Regulation of iron equilibrium occurs mainly through the process of absorption. Iron is absorbed through the mucosal cells lining the duodenum. A variety of proteins are involved in this process. Hepcidin, an antimicrobial protein primarily produced in the liver, has recently been found to be a significant (negative) regulator of dietary iron absorption by disrupting cellular iron transport in the intestine. Decreased levels of hepcidin are related to increased iron absorption into the bloodstream. Hepcidin is increased in response to iron overload and inflammation.5
Additional proteins involved in iron metabolism include transferrin (Tf), transferrin receptor (TfR), ferroportin, HFE protein, hemojuvelin, and others. Their roles in iron absorption are complex and, in some instances, not completely understood.

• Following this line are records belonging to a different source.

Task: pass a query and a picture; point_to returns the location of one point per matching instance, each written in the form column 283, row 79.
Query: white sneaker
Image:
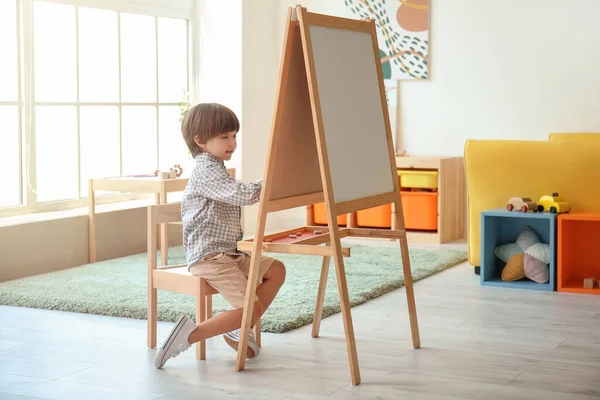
column 176, row 342
column 233, row 339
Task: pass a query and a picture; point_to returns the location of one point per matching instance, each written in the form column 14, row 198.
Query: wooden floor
column 477, row 343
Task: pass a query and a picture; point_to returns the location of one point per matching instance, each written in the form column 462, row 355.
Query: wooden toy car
column 522, row 204
column 554, row 204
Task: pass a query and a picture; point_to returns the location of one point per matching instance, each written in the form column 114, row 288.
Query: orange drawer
column 376, row 217
column 320, row 215
column 420, row 210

Factors affecting iron absorption include:
- Tissue stores
- Decreased stored iron is associated with a decrease in hepcidin and an increase in iron absorption.
- Rate of hematopoietic activity
- An increased rate of erythropoiesis is associated with a decrease in hepcidin and an increase in iron absorption.
- Oxygen concentration in tissues
- Hypoxia decreases hepcidin and increases iron absorption, thereby promoting increased erythropoiesis.
- Dietary intake, including a form of iron ingested
- Heme iron is more readily absorbed than non-heme forms of iron.